### Day 7
#### 8/8 CS 109 Binomial, Bernoulli and Variance

https://web.stanford.edu/class/archive/cs/cs109/cs109.1238/lectures/7-BernoulliBinomial/7-BernoulliBinomial.pdf

Code below: Bernoulli calculates the probability of a random variable with a variable of 0.25. 

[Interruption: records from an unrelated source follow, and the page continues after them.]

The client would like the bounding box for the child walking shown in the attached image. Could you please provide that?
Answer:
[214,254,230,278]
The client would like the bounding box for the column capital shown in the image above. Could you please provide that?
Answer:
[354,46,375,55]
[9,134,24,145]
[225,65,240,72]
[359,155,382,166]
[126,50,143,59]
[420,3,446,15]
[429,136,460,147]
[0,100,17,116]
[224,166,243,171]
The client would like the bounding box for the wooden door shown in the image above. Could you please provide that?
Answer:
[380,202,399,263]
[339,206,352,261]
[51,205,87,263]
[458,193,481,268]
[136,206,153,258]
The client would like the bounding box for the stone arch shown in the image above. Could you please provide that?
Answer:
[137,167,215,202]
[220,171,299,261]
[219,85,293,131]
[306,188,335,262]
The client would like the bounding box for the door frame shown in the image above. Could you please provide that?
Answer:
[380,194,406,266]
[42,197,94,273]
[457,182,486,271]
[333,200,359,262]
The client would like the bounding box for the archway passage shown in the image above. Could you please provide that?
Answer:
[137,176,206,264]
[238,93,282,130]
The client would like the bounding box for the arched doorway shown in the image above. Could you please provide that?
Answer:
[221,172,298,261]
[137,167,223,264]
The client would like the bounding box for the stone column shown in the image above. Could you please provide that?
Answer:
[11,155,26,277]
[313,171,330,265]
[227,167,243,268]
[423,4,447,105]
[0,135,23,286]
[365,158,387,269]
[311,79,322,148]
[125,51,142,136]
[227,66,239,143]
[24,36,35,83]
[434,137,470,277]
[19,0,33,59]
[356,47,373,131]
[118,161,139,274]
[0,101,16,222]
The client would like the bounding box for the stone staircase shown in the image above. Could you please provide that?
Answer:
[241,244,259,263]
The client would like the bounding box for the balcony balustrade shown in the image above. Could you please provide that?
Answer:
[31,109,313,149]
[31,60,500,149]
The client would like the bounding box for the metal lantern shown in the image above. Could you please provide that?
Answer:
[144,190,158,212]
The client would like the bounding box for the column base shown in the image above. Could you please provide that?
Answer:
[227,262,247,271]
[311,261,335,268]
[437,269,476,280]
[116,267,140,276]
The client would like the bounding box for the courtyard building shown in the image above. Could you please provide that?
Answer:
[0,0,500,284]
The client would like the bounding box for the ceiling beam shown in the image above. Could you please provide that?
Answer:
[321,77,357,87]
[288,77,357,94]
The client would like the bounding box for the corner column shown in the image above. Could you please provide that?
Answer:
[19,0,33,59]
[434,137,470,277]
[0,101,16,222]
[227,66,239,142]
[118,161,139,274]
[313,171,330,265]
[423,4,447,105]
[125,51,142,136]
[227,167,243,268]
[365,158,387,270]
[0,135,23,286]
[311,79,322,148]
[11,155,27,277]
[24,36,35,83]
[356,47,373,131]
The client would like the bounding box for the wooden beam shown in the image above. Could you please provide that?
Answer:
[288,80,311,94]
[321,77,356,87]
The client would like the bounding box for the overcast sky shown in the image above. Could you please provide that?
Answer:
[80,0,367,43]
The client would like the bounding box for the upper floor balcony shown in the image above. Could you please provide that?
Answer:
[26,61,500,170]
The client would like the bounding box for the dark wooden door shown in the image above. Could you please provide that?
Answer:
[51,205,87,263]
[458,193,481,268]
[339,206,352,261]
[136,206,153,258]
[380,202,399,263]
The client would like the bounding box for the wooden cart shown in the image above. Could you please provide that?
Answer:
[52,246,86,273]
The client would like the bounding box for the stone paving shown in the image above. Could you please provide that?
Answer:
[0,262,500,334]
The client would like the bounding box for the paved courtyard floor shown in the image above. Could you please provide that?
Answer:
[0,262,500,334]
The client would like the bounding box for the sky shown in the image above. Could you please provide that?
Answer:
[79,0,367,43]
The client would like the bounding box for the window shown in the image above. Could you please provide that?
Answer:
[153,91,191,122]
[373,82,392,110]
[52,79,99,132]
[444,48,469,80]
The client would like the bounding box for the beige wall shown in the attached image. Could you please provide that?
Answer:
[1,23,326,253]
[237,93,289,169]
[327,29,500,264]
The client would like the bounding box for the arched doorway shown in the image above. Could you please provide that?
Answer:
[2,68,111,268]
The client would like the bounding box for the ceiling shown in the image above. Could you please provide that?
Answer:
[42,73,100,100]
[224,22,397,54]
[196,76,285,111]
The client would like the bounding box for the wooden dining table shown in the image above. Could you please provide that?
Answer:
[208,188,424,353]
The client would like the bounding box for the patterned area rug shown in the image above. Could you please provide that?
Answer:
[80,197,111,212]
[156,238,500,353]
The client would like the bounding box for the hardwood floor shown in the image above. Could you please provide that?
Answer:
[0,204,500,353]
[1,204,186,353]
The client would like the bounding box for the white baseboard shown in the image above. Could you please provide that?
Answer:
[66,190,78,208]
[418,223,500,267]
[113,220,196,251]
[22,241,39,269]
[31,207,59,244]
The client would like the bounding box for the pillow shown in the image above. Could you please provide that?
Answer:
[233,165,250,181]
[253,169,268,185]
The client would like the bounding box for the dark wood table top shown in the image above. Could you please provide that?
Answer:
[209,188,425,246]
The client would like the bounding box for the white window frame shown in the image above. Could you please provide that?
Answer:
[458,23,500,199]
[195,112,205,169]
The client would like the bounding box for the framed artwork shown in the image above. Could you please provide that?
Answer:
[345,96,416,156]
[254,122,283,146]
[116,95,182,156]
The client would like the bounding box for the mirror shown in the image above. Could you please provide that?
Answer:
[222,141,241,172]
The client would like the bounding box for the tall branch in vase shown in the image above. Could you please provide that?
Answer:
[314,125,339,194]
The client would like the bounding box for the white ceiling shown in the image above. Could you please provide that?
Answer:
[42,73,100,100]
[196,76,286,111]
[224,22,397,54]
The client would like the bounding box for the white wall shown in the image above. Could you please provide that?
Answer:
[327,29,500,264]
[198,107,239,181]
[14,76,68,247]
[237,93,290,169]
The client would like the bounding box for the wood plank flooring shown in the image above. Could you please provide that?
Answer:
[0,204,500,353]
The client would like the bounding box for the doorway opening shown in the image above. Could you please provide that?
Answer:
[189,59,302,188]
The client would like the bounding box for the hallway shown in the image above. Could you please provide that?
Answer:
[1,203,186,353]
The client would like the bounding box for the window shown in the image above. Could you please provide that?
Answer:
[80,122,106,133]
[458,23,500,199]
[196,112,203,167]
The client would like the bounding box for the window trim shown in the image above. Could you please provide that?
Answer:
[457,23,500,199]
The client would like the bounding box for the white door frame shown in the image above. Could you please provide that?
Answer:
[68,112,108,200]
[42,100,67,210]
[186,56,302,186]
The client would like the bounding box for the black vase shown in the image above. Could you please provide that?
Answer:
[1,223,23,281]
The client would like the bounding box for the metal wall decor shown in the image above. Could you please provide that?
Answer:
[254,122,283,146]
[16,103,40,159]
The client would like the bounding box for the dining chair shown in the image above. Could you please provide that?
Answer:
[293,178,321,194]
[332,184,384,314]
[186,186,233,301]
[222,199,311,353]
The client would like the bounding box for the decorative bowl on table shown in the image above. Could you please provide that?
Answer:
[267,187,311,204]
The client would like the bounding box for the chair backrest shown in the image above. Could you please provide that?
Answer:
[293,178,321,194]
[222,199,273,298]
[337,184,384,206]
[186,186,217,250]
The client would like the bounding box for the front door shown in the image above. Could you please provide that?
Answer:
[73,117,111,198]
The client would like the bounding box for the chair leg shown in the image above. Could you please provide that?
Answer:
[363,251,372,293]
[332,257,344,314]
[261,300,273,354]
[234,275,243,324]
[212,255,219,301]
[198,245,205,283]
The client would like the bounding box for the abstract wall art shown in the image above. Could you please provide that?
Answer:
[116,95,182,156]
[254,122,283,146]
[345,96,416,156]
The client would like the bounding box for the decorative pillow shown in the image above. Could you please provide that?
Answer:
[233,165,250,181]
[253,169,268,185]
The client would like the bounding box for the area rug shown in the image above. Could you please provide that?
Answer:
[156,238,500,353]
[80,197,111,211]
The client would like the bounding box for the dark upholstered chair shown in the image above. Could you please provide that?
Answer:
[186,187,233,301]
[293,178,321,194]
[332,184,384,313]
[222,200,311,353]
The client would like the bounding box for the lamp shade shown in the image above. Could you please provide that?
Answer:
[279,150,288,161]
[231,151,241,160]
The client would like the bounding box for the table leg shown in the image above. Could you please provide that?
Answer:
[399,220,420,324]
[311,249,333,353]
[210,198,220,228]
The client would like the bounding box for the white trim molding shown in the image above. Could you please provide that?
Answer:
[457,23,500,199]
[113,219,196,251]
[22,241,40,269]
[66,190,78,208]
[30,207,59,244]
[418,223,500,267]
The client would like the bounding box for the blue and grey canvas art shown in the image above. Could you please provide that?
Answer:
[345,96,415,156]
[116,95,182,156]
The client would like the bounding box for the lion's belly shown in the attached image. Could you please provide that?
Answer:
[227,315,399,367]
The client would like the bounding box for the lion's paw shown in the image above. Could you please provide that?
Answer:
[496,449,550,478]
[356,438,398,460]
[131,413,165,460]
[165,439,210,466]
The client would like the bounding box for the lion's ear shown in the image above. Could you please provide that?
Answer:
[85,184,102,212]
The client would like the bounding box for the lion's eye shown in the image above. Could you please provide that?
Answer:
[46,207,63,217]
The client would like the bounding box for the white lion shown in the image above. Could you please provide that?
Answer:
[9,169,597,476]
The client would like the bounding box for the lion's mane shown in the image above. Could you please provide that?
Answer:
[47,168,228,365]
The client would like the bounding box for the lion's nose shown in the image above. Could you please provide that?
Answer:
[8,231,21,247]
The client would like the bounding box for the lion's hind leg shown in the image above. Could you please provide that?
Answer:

* Expected value loops over all the possible x values, multiplying the value by the probability of that value
$$ E[X] = \sum_{x_i}^{} x_i * P(X=x_i) $$
* Properties of Expectation
    * Linearity: 
    * Expecation of a sum
    * Unconcious Statistician

1. Bernoulli Random Variables
    * Often you want to evaluate in binary. this is what bernoulli came up with. 
    * "indicator random variable"
2. Binomial
    * sum of $n$ bernoulli random variables

Large Applicability: Useful for any problem where there are $n$ independent trials, each with prob $p$ of success, and need to solve prob of $k$ successes.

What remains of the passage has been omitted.